Financial time series prediction often involves analyzing numerous features, many of which may be highly correlated. Dimensionality reduction techniques like Principal Component Analysis (PCA) can help create a more compact representation of these features. However, PCA has limitations, especially in the presence of highly correlated variables. In such cases, PCA tends to exhibit the grouping effect, wherein a set of highly correlated variables collectively contributes to a given principal component. Instead of highlighting any single variable, PCA distributes the influence relatively evenly across all variables in the correlated group.

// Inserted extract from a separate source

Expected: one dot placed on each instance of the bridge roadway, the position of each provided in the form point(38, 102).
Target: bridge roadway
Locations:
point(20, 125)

This even distribution can be beneficial for noise suppression because the principal components emphasize common patterns rather than the random fluctuations unique to individual variables. However, this noise suppression comes at a cost: it often dilutes the contribution of individual variables to each principal component. Variables that might be significant on their own can appear less important within the transformed space, as their influence is absorbed into the broader structure captured by the group. This can be a significant drawback in tasks like variable selection, where the goal is to identify the most influential features, or in root-cause analysis, where understanding the direct impact of specific variables is crucial.

Author: Francis Dube

 

The topic is, of course, eternal and always relevant.

It would be good to have different methods in the article to compare their effectiveness, not on synthetic data, but on real data.

I tried to increase the number of features to 5000 and rows to 10000 - I waited three days for the result - no result. So I wonder if the quality would suffer significantly if we split the number of features into groups, say 100 examples each, and then bring together the winners from each group for a final selection?